I have written before on my complicated relationship with reading logs; from being a teacher who demanded all students fill them out, to a teacher who threw them out, to a teacher who was asked to use them as part of their teaching, to a teacher whose students asked them to stop, to a parent who has signed them. I have written about what to do instead of a reading log. But I have never written about how to use them better. Because I don’t like reading logs, there I said it, but at the same time, there are so many teachers that do, great teachers that care about children’s love of reading, and there are even teachers that have to use them. And I don’t feel that shaming others will further the conversations.
My biggest issue with reading logs comes from the inherent lack of trust that they communicate; we do not trust you to read every night, we do not trust you to read long enough, we do not trust you to grow as a reader, so fill out this paper instead. And while I could write a whole post on that, I think Jessica Lifshitz did a much better job on it than I ever will.
And yet, I also see the value in getting a window into the reading lives of a student. I see the value of having students understand their own reading habits so they can figure out how to grow. To mine their own data so to speak in order for them to discover new patterns and new goals. So what can we do, if we have to use reading logs (or we want to) to make them better for students?

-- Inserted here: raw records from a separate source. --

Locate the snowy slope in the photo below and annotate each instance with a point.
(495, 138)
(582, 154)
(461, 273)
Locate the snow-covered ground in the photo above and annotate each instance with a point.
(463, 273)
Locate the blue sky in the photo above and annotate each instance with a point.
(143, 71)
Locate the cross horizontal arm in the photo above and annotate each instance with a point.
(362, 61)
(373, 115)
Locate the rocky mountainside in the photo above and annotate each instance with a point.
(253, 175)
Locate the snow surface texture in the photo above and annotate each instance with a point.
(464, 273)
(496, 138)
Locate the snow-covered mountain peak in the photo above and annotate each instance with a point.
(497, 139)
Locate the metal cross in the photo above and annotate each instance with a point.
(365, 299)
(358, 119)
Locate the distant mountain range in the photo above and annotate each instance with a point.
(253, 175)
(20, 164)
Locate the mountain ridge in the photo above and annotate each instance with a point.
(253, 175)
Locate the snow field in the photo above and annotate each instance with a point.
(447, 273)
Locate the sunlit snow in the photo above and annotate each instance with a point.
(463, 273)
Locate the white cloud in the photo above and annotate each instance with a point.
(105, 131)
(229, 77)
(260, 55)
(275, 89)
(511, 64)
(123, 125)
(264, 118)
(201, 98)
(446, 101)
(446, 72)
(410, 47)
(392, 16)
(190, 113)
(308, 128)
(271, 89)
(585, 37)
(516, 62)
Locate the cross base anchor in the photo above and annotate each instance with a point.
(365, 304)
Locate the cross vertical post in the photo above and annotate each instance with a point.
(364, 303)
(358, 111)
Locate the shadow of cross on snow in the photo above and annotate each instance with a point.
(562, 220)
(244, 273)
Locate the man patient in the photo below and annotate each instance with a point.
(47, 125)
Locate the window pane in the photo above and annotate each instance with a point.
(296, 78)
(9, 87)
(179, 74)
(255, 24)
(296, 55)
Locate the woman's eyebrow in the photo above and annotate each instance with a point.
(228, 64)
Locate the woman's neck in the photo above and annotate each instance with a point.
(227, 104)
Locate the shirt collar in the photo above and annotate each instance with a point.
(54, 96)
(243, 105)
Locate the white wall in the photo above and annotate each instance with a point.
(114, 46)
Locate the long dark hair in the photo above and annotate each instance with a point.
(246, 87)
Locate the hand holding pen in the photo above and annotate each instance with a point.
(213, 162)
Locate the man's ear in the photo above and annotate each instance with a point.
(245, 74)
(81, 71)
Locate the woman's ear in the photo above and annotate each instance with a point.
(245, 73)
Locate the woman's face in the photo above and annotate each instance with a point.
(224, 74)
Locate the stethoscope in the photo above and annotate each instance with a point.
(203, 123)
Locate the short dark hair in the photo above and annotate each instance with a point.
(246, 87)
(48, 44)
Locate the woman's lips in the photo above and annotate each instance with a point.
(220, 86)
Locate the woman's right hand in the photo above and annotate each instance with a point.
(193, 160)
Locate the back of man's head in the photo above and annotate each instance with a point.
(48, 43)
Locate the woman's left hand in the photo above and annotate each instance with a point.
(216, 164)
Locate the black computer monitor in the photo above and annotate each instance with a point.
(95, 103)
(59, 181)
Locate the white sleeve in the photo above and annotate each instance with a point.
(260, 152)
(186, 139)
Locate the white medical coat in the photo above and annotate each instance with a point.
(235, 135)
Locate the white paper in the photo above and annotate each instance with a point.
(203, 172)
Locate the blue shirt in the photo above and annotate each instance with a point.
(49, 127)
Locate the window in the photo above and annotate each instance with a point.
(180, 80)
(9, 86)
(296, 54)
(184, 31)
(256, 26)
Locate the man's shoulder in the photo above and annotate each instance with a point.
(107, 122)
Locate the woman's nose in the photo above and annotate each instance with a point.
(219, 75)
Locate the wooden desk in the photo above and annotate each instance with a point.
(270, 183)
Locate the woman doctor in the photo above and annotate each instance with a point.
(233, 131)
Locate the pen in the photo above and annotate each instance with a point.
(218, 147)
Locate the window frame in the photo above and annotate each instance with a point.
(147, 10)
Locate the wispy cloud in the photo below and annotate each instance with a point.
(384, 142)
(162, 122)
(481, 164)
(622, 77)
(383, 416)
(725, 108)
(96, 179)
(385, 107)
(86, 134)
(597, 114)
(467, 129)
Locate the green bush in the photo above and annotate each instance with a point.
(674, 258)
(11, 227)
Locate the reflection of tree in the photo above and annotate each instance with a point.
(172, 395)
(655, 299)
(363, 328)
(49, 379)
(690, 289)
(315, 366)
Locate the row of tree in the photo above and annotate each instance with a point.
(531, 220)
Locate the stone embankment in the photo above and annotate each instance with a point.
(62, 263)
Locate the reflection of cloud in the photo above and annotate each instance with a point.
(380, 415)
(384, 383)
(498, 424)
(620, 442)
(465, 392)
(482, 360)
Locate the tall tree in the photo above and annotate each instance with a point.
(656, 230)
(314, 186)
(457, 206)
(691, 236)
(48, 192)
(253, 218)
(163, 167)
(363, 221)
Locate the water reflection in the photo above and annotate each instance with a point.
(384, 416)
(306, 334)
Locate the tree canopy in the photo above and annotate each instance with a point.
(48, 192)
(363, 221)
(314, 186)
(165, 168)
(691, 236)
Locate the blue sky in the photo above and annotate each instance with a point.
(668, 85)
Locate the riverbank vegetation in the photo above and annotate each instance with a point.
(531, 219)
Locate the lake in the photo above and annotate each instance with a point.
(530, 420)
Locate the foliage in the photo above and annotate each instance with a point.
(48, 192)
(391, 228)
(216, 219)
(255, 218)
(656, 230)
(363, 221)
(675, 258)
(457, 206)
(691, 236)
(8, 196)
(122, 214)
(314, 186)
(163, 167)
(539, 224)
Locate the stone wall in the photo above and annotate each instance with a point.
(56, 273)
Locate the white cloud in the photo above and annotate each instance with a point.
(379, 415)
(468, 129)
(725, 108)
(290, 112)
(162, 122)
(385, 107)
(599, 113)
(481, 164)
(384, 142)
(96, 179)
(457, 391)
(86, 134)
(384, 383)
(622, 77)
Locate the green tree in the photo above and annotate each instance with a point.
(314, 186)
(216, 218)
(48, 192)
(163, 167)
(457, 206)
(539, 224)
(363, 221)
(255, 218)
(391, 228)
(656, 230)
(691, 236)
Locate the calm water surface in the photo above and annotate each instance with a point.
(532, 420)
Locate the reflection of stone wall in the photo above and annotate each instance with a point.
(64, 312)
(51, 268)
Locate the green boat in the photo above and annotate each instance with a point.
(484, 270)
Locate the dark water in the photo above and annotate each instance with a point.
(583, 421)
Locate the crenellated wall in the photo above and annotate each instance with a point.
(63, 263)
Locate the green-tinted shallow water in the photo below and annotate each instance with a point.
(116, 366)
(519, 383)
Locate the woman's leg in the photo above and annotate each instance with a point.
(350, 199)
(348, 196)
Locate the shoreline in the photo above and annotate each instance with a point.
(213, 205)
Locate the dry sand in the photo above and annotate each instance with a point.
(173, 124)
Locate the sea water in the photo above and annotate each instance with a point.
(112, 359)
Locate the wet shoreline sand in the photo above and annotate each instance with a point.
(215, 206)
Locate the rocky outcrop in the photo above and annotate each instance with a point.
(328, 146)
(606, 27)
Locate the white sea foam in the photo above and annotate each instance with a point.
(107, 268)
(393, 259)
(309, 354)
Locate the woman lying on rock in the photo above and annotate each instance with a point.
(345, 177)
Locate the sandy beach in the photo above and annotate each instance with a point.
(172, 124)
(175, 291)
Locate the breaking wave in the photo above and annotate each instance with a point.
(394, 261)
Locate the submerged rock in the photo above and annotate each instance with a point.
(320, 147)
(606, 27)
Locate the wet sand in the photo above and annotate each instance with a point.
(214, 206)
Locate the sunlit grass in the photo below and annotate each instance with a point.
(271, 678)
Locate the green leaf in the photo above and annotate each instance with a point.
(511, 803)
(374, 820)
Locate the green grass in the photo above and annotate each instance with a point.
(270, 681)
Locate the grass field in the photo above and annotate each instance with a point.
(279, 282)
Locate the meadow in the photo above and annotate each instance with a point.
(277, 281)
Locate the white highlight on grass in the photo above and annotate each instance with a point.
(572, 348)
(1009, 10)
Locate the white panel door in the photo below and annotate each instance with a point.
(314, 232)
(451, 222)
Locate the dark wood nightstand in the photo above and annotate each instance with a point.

Ask the students. Ask the students their feelings on reading logs and consider their feedback carefully. If most of your students think this tool will help them become stronger readers then work one out with them. For those that are opposed to them, figure something else out. If we truly want students to fully embrace the opportunities that we say can be found within a reading log then we need to make sure they have buy in as well. Create reading logs that are meaningful to the students, which means that they will probably look different from year to year, based on the students we teach.
Ask the parents. I will flat out tell you that I will sign whatever I have to from school. I will not count the minutes, I hate writing down titles because we read a lot, and I do not see much value in her logging her reading every night. If you want proof, ask me in an email or in conversations, but do not make me sign a piece of paper. If some parents like reading logs then by all means work out a system with them, but exempt the other parents since more than likely they will probably not be invested anyway.
Differentiate. For the kids that do want a reading log, find out what it is they would like to gain from it. I have a few students that love coming in every Monday and writing down the titles of the books they read or abandoned over the weekend (that is all they keep track of plus a rating). For those kids their record keeping is a way for them to remember what they have read and whether they liked it or not. They do not keep track of minutes or anything like that, we discuss that in our written reading reflections that we do once in a while or face to face. So find out what it is that the students like about logging their reading, if it is the reward that is attached to it then that should be a huge warning sign.
Keep it in class. When I had to do a reading log in my former district, we kept it in class. Students were asked to write down title and for how long they were focused on the book right after independent reading. That way, organization and parent follow up were removed from the equation and all kids (and me) were following the district expectation.
Stop rewarding. If reading logs really are meant as a way to investigate ones’ own reading habits then stop tying in rewards with them. The reward is in the reading, not the ticket, not the pizza, not the trinket. Ever.
Make it an experiment. If you like using reading log to find out student habits, then do it as a 2 week experiment with all students. Have them for 2 weeks keep track of when, where, what, and how much they read and then have daily or weekly conversations and reflections on what they discover. Set tangible goals from that. Do it periodically throughout the year if you really want this to be seen as a learning opportunity, that way students can see a value in tracking their reading life this way. If you have them do it all year, most students lose interest and will not see it as an opportunity to grow but just as one more thing to do.
Leave time for reflection. Rather than log, we reflect. My students set monthly reading goals and then at the end of the month they reflect on how they did. The students and I will meet and discuss formally and informally and this is what I use for my vantage point into their reading life. I ask them to tell me what they are working on and they do.
Don’t forget the purpose of reading logs. If the purpose is to help students grow as readers then make sure that the very act of filling out a reading log, with or without parent signature, is not damaging that purpose. It is often when we set up more processes for students in order to help them read better that we lose them as readers. When kids spend more time doing things attached to reading, rather than the act of reading we have a problem.
In the end, in our pursuit to establish classrooms filled with passionate readers, we must make sure that the things we do, even little parts of our day like reading logs, do not do more harm than good. That we fit our processes around our students, rather than the other way around. That we continue to debate, question, and consider as we decide what to invest our time in. And that we always, and I mean always, ask the students what they think. Even the little ones, they have a voice that matters too.